Спустя год, 28 мая 1962 г., вышел Указ Президиума Верховного Совета РСФСР о дальнейшем зажиме положения политзаключенных, конкретно о двух и только двух видах режима для инакомыслящих («антисоветчиков»): строгом и особом. Ранее, в 1956–1961 гг. видов режима было четыре: общий, усиленный, строгий и особый. Первые три вида – обычная зона с правом хождения внутри заборов (разница была в количестве «льгот»: посылок, свиданий и т. п.). Особый режим – фактически крытая тюрьма в лагере. А нам с Кузнецовым Московский городской суд 9 февраля 1962 г. (судья Коржиков) дал усиленный режим, более мягкий, чем строгий, на котором мы провели год с хвостиком. После майского Указа 1962 г. суды пересматривали всем виды режимов и обычно вместо усиленного давали строгий.

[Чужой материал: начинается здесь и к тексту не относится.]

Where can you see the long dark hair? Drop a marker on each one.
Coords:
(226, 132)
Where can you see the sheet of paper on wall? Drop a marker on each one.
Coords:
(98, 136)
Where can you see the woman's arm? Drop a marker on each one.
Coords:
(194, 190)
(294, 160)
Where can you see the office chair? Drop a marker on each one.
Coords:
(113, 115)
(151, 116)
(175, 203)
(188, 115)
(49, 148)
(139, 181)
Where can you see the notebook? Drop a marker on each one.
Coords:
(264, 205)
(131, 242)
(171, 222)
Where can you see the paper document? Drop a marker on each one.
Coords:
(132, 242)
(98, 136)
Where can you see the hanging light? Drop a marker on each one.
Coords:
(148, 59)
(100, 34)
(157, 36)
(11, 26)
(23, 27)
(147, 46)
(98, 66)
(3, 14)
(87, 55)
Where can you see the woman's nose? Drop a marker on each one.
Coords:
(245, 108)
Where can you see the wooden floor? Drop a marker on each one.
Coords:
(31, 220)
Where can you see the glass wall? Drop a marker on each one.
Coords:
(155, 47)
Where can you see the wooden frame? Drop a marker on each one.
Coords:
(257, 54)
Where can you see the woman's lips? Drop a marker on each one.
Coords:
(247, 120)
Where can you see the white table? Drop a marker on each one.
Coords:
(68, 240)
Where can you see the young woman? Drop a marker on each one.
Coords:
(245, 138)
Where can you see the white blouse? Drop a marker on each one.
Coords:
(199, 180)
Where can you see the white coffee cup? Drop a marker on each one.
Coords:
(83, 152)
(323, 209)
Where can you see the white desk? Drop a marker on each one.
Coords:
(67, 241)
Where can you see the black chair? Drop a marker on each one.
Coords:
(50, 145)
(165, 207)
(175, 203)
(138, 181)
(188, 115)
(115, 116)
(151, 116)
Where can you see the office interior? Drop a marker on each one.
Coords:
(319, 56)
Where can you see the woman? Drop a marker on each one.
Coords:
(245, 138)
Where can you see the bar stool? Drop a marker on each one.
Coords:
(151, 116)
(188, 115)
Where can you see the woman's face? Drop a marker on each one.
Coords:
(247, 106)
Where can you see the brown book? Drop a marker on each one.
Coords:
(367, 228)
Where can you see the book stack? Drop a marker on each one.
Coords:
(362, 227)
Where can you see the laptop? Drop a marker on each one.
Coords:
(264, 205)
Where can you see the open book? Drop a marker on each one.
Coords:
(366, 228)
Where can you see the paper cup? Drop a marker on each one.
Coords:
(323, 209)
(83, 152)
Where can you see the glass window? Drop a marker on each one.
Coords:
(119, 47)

Однако нам с Эдуардом (и добавленным «до кучи» Бокштейном) дали не строгий, а ОСОБЫЙ режим: полосатая одежда, камера под замком, никаких посылок, никакого доппитания и прочее. Особый в основном давали исключительно рецидивистам или тем, кому расстрел заменили сроком. Прокурор Молочков заявил, что «антисоветская деятельность Осипова, Кузнецова, Бокштейна носила особо злостный характер», была широкомасштабной и долговременной, вследствие чего отпетым негодяям в порядке исключения следует объявить не строгий, а – особый, спецрежим. И 8 июля 1963 г. нас отправили на зону ЖХ 385/10 (пос. Ударный) с особым режимом. Мы попали к рецидивистам, среди которых не менее половины были законченные уголовники. Последняя-то статья у них была «политическая»: опасаясь расправы за карточный долг или стукачество, бытовик царапал каракулями «антисоветскую» листовку, что-нибудь в духе «Хрущев» и далее матерная брань, вывешивал ее в зоне на видном месте, тут же крутился, его «арестовывали» в зоне, еще раз судили, теперь уже за «антисоветскую пропаганду», давали весомый срок и отправляли на спец к настоящим политическим. Чекисты убивали сразу нескольких зайцев: усугубляли шпаной моральное состояние политзеков, причем шпаной, которою и воры-законники брезговали, всяким комиссиям из Москвы показывали, какие политические в СССР, использовали эту категорию для слежки и провокаций. Кузнецов свидетельствует: «Такого тяжелого бытия я не видел за все свои 16 лет лагерей»[13 - Сб. Л. Поликовской, с. 225.].